Spaceflight Now




Spacewalk No. 1 begins
BY WILLIAM HARWOOD
STORY WRITTEN FOR CBS NEWS "SPACE PLACE" & USED WITH PERMISSION
Posted: July 8, 2006

Astronauts Piers Sellers and Mike Fossum, floating in the space station's Quest airlock module, switched their spacesuits to internal battery power at 9:17 a.m. today to officially kick off the first of three planned spacewalks during shuttle Discovery's mission.

The goals of today's six-and-a-half-hour excursion are to begin the repair of a stalled transporter on the station's solar array truss and to test the stability of a 50-foot-long boom attached to the end of the shuttle's robot arm for possible use as a work platform.

This is the 66th spacewalk devoted to space station assembly and maintenance since construction began in 1998. Going into today's spacewalk, 57 U.S., Russian, French, Japanese and Canadian astronauts had logged 390 hours and 54 minutes of EVA time working on the station. Sellers participated in three space station spacewalks in 2002 totaling 19 hours and 41 minutes. Fossum is making his first EVA and thus pushes the number of station spacewalkers to 58.

The first task today is to restore the station's stalled crane transporter platform to limited operation in preparation for a complex repair job during the crew's second spacewalk Monday.

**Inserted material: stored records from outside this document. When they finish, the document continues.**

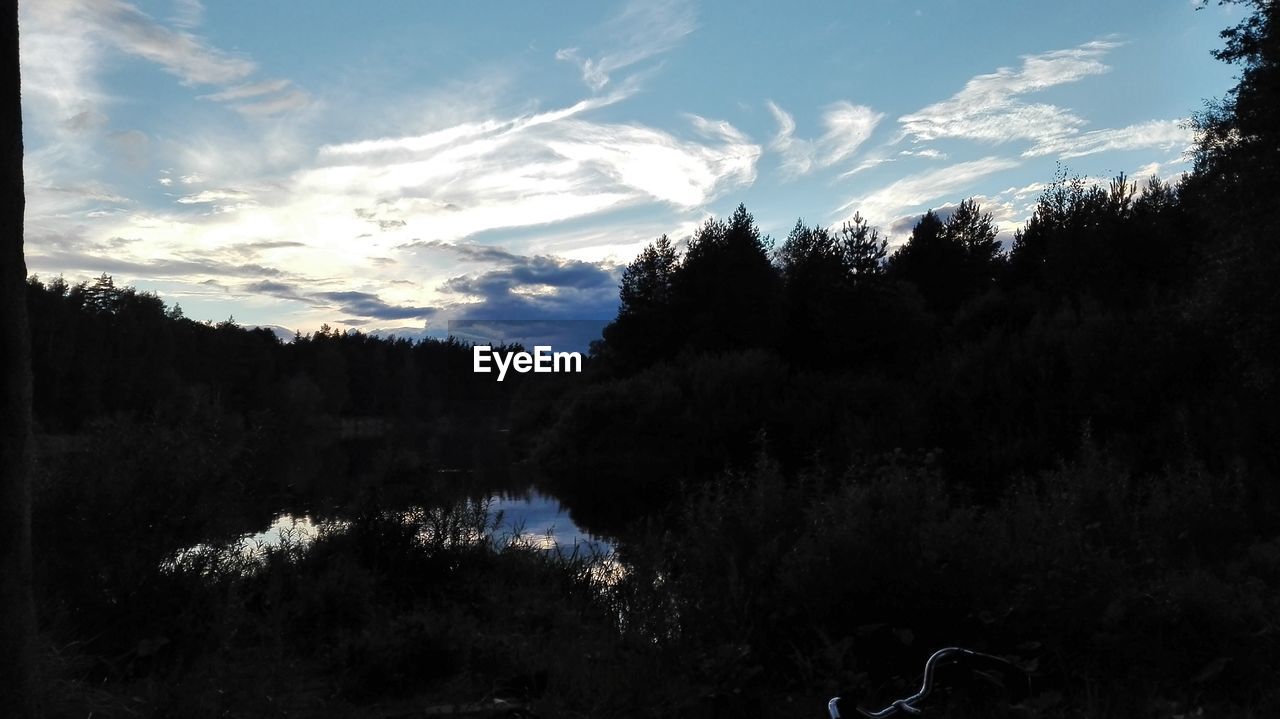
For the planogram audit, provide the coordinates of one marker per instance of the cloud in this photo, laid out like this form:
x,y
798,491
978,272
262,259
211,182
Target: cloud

The transporter is designed to creep along rails on the front face of the station's unfinished solar array truss, carrying the station's Canadian-built robot arm from one work station to another. At each work station, the transporter and arm can be locked down to provide stability. The long truss eventually will sport four huge sun-tracking solar array panels that will generate the electrical energy needed to support a six-member crew and a full suite of scientific experiments.

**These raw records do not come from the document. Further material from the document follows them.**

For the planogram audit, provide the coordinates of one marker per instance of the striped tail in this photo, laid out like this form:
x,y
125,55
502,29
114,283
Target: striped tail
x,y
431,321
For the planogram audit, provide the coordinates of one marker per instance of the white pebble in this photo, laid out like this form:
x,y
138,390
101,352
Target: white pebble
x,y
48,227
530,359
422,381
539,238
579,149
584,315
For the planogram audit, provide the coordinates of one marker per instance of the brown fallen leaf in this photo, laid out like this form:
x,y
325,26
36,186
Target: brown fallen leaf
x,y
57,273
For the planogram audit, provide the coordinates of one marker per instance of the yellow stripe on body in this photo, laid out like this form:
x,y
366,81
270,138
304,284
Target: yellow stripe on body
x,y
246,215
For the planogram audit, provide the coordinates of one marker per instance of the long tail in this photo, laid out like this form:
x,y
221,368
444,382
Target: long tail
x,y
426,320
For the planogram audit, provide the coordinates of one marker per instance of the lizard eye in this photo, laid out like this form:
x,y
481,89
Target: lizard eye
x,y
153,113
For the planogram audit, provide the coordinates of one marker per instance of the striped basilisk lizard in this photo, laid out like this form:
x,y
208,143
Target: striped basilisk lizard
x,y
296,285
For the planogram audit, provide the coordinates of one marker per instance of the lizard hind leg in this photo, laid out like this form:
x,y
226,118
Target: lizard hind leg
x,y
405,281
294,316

But the outer segments of the truss cannot be built without the station's robot arm and the arm cannot be moved from point to point unless the transporter is operational and has redundant power, video and data cables.

As the transporter moves along the truss it plays out or rolls up ribbon-like power and data cables. To provide redundancy, two trailing umbilical system - TUS - reel assemblies play out and rewind separate cables. The transporter was launched with powerful cable cutters in devices on the transporter itself, called interface umbilical assemblies, in case of a jam in either TUS reel that might otherwise strand the work platform.

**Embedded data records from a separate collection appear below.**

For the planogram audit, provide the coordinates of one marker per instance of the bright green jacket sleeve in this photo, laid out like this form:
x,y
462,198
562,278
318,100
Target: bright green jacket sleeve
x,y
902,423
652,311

On Dec. 16, TUS cable No. 1 on the Earth-facing, or nadir, side of the transporter was severed when the cable cutter in the nadir interface umbilical assembly suddenly fired for no apparent reason, slamming down with 960 pounds of force. Engineers still do not know why the spring-driven cutter fired.

But the incident left the mobile transporter with just one set of power and data cables and NASA flight rules forbid its movement along the truss unless full redundancy is available. The concern is that a second failure could leave the transporter stranded between work sites and unable to be safely latched down. That, in turn, would pose a risk during shuttle dockings or other events when unwanted movement could prove dangerous.

"Basically, it killed itself just before Christmas," Sellers said in an interview. "It's a complicated task. If we don't get this thing fixed, we can't move this truck that moves up and down the front face of the station and we can't continue with assembly. So we absolutely have to get it fixed before the next mission."

Earlier this year, worried that the cable cutter on the upward facing, or zenith, side of the transporter might fire, Expedition 12 commander William McArthur and flight engineer Valery Tokarev attempted to disable the zenith cable cutter during an already planned spacewalk. But they were unable to drive in a "safing" bolt and rather than leave the cable in place, they removed it from the cutting mechanism and tied it off. That had the effect of stranding the mobile transporter at work site 4.

Sellers and Fossum will attempt to fix the zenith cable system today by inserting a blade blocker designed to prevent any damage to the cable even if the cutter fires later. If the blade blocker fits properly, they will re-insert the zenith cable in the interface umbilical assembly and thus restore the transporter to single-cable operation.

That's important because the crew needs to move the transporter from work site 4 to work site 5 to get the access needed to repair the nadir cable system during the second spacewalk Mondaay.

Once the cable blocker is in place, Sellers and Fossum will press ahead with the boom stability tests.